J’admire et je respecte, mon cher ami, la modestie avec laquelle vous parlez de vos excellentes productions, tandis que nous avons ici le jésuite Boscovich[1], qui, à force de parler aux femmes de la cour des belles choses qu’il a faites, et que nous ignorons tous deux, s’est fait déjà donner 8000 livres de pension, en attendant mieux, pour avoir, dit-il, un carrosse dont il ne saurait se passer.. Il prétend, de plus, forcer la porte de l’Académie et s’y faire recevoir incessamment, quoiqu’il n’y ait pas même de place vacante ; c’est ce qu’il faudra voir. Vous ét lui êtes une preuve bien sensible de ce que vous me disiez il y a quelque temps, que les prétentions sont en raison inverse du mérite.

J’ai vu ici M. le marquis de Rossignano, votre compatriote, qui vous a vu à Turin, qui me paraît homme d’esprit, et avec lequel j’ai beaucoup parlé de vous. Il pense, ainsi que moi, que vous ferez très-bien de ne quitter Berlin qu’à bonnes enseignes. La patrie est où l’on se trouve heureux et libre.

Dites, je vous prie, à M. Bitaubé que j’attends au premier jour la réponse à la Lettre que je lui ai écrite vers le milieu du mois dernier, et qu’à l’instant j’écrirai les Lettres qu’il désire. Dites-lui aussi que j’ai enfin reçu hier au soir, 5 décembre, son powd me de Guillaume[2], que je vais le lire avec attention et que je lui en parlerai en détail quand je l’aurai lu.

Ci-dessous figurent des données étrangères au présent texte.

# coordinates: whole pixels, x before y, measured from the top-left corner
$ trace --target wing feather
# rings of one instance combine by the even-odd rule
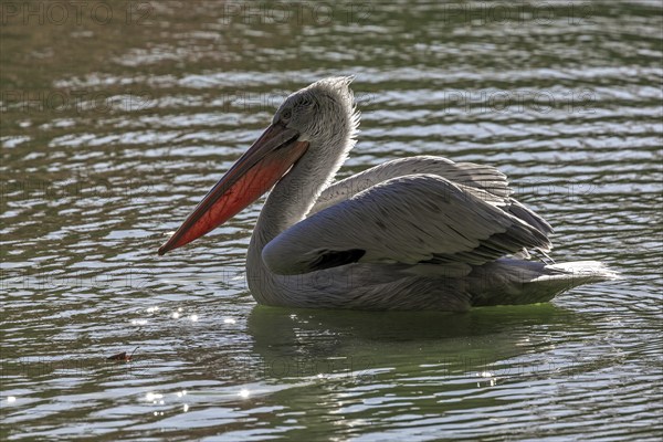
[[[301,274],[350,257],[480,265],[549,245],[546,234],[480,198],[475,188],[421,173],[389,179],[314,213],[272,240],[262,256],[275,273]]]

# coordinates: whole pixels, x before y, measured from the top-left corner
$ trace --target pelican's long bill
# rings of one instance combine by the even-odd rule
[[[308,141],[298,137],[297,130],[281,124],[267,127],[159,248],[159,254],[214,230],[270,190],[308,148]]]

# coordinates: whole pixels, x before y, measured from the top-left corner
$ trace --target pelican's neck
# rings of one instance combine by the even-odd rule
[[[322,158],[324,155],[320,152],[334,151],[338,152],[336,158]],[[274,186],[253,230],[251,248],[255,249],[255,252],[262,253],[263,248],[278,233],[306,217],[343,165],[346,151],[346,146],[311,146],[287,175]]]

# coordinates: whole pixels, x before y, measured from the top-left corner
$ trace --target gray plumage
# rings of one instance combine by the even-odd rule
[[[257,302],[464,311],[545,302],[615,276],[594,262],[515,259],[548,251],[551,228],[490,166],[421,156],[333,182],[358,133],[350,81],[316,82],[274,116],[309,147],[255,225],[246,276]]]

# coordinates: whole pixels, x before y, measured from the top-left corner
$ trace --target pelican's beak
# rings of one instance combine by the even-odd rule
[[[214,230],[270,190],[308,148],[308,141],[298,138],[297,130],[284,125],[267,127],[161,245],[159,254]]]

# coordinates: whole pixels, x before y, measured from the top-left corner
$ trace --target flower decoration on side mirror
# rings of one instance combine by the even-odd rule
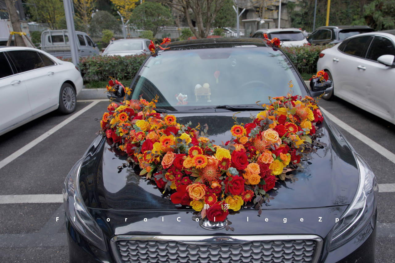
[[[167,45],[169,43],[170,43],[171,40],[171,39],[169,38],[165,38],[162,39],[162,43],[160,43],[160,45]],[[151,55],[152,56],[156,56],[158,55],[158,51],[159,49],[162,50],[164,50],[165,49],[168,49],[169,48],[169,47],[162,47],[160,45],[158,44],[155,45],[152,41],[152,40],[151,40],[151,43],[148,46],[148,49],[151,51]]]

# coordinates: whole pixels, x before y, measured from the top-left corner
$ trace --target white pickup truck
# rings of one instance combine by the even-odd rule
[[[99,54],[99,49],[86,33],[76,31],[80,57]],[[41,33],[41,48],[57,57],[71,58],[70,42],[67,30],[48,30]]]

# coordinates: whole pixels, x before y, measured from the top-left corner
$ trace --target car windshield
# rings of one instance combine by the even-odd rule
[[[120,41],[113,42],[107,48],[106,52],[126,51],[143,49],[142,41]]]
[[[268,96],[286,94],[289,81],[294,95],[305,94],[281,51],[245,47],[169,50],[150,56],[132,86],[129,98],[142,95],[149,101],[157,95],[158,108],[182,111],[225,105],[256,107],[258,101],[268,102]]]
[[[268,36],[271,39],[277,38],[281,41],[300,41],[305,39],[305,36],[303,33],[298,32],[273,32],[269,35]]]

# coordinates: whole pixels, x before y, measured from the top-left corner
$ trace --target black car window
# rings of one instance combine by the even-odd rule
[[[377,61],[378,57],[383,55],[395,56],[395,48],[394,47],[394,45],[388,38],[383,37],[375,37],[369,48],[366,58]]]
[[[354,38],[348,40],[343,52],[349,55],[365,58],[366,50],[372,37],[370,36]]]
[[[11,76],[14,73],[4,52],[0,52],[0,65],[1,65],[0,79],[8,76]]]
[[[79,41],[79,45],[87,45],[87,44],[85,43],[85,39],[84,39],[84,36],[82,35],[77,35],[77,36],[78,37],[78,41]]]
[[[19,72],[45,67],[42,60],[35,51],[15,50],[8,51]]]
[[[43,54],[39,52],[38,53],[38,55],[40,56],[40,57],[41,58],[41,59],[43,60],[43,62],[44,62],[44,64],[45,65],[45,66],[52,66],[53,65],[55,64],[55,62],[53,61],[51,58],[48,57]]]

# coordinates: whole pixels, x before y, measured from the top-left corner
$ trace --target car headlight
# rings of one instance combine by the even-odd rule
[[[63,186],[63,199],[66,216],[80,234],[96,246],[107,250],[103,232],[85,206],[78,184],[83,158],[77,162],[66,177]]]
[[[378,192],[377,181],[365,160],[359,154],[354,154],[359,174],[358,188],[352,202],[332,229],[329,250],[349,241],[367,224],[370,223],[372,229],[375,224],[376,210],[372,209]]]

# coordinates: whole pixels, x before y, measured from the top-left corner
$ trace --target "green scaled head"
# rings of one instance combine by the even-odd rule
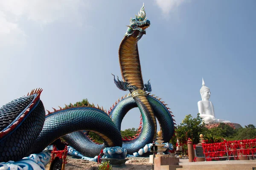
[[[127,36],[134,34],[137,36],[136,38],[139,40],[143,34],[146,34],[146,28],[150,26],[150,21],[147,20],[146,13],[144,10],[144,5],[143,4],[140,11],[138,15],[135,15],[135,18],[130,20],[130,25],[127,26],[128,28],[125,35]]]

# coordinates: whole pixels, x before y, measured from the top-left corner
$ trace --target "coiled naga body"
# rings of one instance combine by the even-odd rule
[[[174,131],[171,112],[160,99],[151,96],[149,81],[143,84],[137,43],[150,25],[144,5],[130,24],[119,48],[119,62],[122,81],[114,81],[117,87],[128,91],[107,112],[103,108],[83,106],[60,108],[45,116],[40,96],[41,89],[15,99],[0,108],[0,162],[17,161],[29,154],[38,153],[62,137],[84,156],[98,155],[104,147],[119,146],[132,154],[151,143],[156,136],[156,119],[169,142]],[[128,111],[139,108],[142,121],[138,133],[122,139],[122,120]],[[93,132],[102,137],[104,144],[93,142],[81,130]]]

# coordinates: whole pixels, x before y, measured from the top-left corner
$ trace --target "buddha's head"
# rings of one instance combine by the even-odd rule
[[[204,78],[203,78],[202,80],[202,87],[200,89],[200,94],[201,94],[202,100],[208,100],[211,96],[210,88],[205,86]]]

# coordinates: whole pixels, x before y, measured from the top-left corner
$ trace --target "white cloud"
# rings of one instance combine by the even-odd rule
[[[185,2],[185,0],[155,0],[164,14],[177,7]]]
[[[41,26],[56,20],[79,22],[79,11],[89,6],[89,0],[0,0],[0,46],[3,41],[11,45],[24,42],[26,34],[20,25],[22,19]]]

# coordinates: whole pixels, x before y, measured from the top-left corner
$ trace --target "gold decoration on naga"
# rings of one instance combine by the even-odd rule
[[[131,96],[134,98],[137,96],[147,96],[147,93],[145,91],[141,89],[136,90],[131,93]]]

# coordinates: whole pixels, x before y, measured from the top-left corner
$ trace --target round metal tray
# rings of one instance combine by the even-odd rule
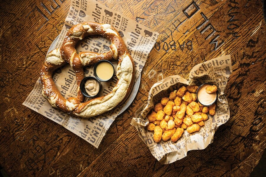
[[[57,37],[56,37],[56,38],[53,40],[53,43],[52,43],[52,44],[51,45],[51,46],[50,46],[50,47],[49,47],[49,49],[48,49],[47,53],[50,52],[50,51],[54,49],[54,48],[55,47],[56,44],[58,39],[59,37],[59,35],[57,36]],[[139,77],[139,78],[138,78],[137,80],[136,83],[133,86],[133,88],[131,91],[131,93],[130,94],[129,96],[125,102],[125,104],[124,104],[123,107],[122,107],[121,111],[120,111],[120,112],[119,113],[119,114],[118,114],[119,116],[120,115],[123,113],[123,112],[125,111],[127,108],[129,107],[129,106],[130,105],[131,103],[132,103],[132,102],[133,102],[133,100],[134,100],[134,99],[135,99],[135,98],[137,95],[137,93],[138,93],[138,91],[139,90],[139,88],[140,87],[140,78],[141,77],[141,74]]]

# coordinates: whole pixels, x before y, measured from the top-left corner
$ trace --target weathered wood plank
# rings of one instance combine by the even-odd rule
[[[98,149],[22,104],[60,32],[70,1],[1,3],[1,166],[11,176],[248,176],[265,148],[266,38],[261,2],[98,1],[160,35],[143,68],[136,99]],[[205,17],[209,21],[202,26]],[[131,117],[154,83],[174,74],[187,78],[195,65],[227,54],[233,70],[226,93],[230,119],[205,149],[160,164],[129,125]]]

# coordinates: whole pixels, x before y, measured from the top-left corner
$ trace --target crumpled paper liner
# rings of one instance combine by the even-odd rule
[[[192,150],[203,149],[213,141],[215,131],[225,123],[230,117],[229,106],[225,91],[229,76],[232,72],[230,55],[214,58],[194,66],[189,73],[188,81],[178,75],[168,77],[157,82],[149,92],[147,104],[143,105],[136,113],[131,124],[135,127],[140,137],[148,146],[153,155],[161,163],[168,164],[181,159]],[[208,119],[199,132],[192,134],[184,130],[180,138],[175,142],[171,140],[155,142],[153,132],[148,131],[145,127],[149,124],[146,118],[154,104],[162,98],[168,97],[171,92],[177,90],[180,86],[196,85],[200,86],[209,83],[218,87],[218,99],[215,115],[207,113]]]
[[[133,59],[136,69],[135,83],[159,33],[93,0],[84,0],[79,2],[72,1],[70,5],[55,48],[61,46],[68,31],[75,24],[84,22],[94,21],[110,24],[118,31]],[[109,51],[110,43],[103,37],[90,36],[80,41],[76,49],[78,52],[88,51],[105,53]],[[113,62],[116,70],[117,63]],[[86,67],[85,76],[93,76],[93,66]],[[56,70],[55,73],[53,78],[59,91],[65,98],[76,97],[76,76],[70,66],[65,65]],[[102,88],[99,96],[110,93],[117,81],[117,78],[115,76],[110,81],[101,82]],[[88,119],[71,116],[52,107],[42,96],[42,89],[39,78],[23,104],[62,125],[96,148],[122,106]],[[90,99],[87,98],[85,101]]]

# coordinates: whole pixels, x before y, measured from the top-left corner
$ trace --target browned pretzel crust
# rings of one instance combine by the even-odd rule
[[[111,41],[110,51],[106,53],[81,52],[77,53],[77,42],[89,35],[100,35]],[[82,103],[84,96],[80,89],[84,78],[83,68],[101,60],[118,60],[116,85],[109,94]],[[52,78],[56,69],[69,63],[76,72],[77,97],[66,99],[57,89]],[[123,103],[130,94],[135,77],[135,66],[122,37],[113,27],[107,24],[85,22],[69,30],[60,49],[49,52],[40,73],[43,95],[53,107],[69,113],[90,117],[104,113]]]

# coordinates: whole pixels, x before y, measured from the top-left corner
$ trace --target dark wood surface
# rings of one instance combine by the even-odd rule
[[[98,1],[160,35],[142,71],[136,99],[96,149],[22,105],[60,32],[70,1],[1,1],[0,165],[7,175],[249,176],[266,145],[266,38],[261,1]],[[208,22],[201,27],[203,17]],[[209,24],[216,31],[213,35],[211,26],[204,30]],[[205,149],[160,164],[129,124],[151,86],[172,75],[188,78],[195,65],[228,54],[233,70],[226,92],[230,119]]]

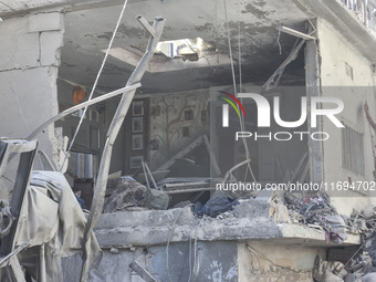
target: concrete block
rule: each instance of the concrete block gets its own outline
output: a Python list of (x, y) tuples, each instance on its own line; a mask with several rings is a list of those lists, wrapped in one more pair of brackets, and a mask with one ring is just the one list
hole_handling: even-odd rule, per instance
[(39, 34), (7, 36), (0, 46), (0, 71), (39, 66)]
[(103, 213), (95, 229), (171, 226), (176, 219), (176, 224), (187, 224), (191, 222), (192, 218), (194, 215), (189, 207), (170, 210), (121, 211)]
[(42, 32), (41, 42), (41, 65), (60, 65), (60, 49), (63, 45), (63, 32)]
[(250, 199), (233, 208), (237, 218), (269, 218), (270, 203), (263, 200)]
[(29, 15), (28, 32), (61, 31), (64, 29), (60, 12), (36, 13)]

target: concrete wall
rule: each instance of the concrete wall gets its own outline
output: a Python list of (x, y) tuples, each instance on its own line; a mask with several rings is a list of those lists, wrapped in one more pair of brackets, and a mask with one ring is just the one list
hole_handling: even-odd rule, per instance
[[(324, 144), (324, 179), (326, 182), (336, 181), (370, 181), (374, 180), (374, 159), (372, 150), (372, 134), (366, 115), (363, 109), (368, 103), (370, 114), (376, 119), (376, 76), (372, 70), (372, 62), (364, 58), (346, 39), (338, 34), (332, 25), (324, 20), (317, 22), (318, 48), (321, 55), (322, 95), (338, 97), (344, 102), (345, 108), (338, 118), (364, 136), (365, 175), (356, 175), (342, 166), (342, 137), (341, 129), (327, 118), (323, 119), (323, 130), (330, 134)], [(354, 159), (355, 160), (355, 159)], [(342, 213), (349, 213), (353, 207), (361, 209), (364, 205), (374, 201), (367, 192), (330, 191), (333, 202)], [(338, 197), (343, 196), (343, 197)], [(368, 196), (372, 196), (368, 195)], [(375, 201), (374, 201), (375, 202)]]
[[(59, 11), (35, 11), (0, 22), (0, 136), (25, 138), (58, 113), (63, 19)], [(52, 159), (53, 125), (38, 139), (39, 148)]]
[[(196, 251), (195, 251), (196, 250)], [(312, 282), (312, 269), (325, 249), (270, 241), (195, 241), (167, 246), (105, 249), (92, 282), (140, 282), (129, 264), (137, 261), (157, 281)], [(81, 257), (63, 260), (64, 281), (79, 281)], [(189, 280), (190, 279), (190, 280)]]
[(325, 250), (267, 241), (238, 244), (239, 282), (312, 282), (316, 254), (325, 259)]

Vous m’avez annoncé, dans votre dernière Lettre, quelques remarques sur mon sixième Volume. Vous me ferez grand plaisir de me les communiquer, à votre grande commodité. Vous savez tout le prix que j’attache à vos observations. Je voudrais savoir ce que vous

  1. Roger-Joseph Boscovich, mathématicien, jésuite, né à Raguse le 18 mai 1711, mort à Milan le 12 février 1787.
  2. Guillaume de Nassau, poème en dix chants, Amsterdam, 1773, in-8o.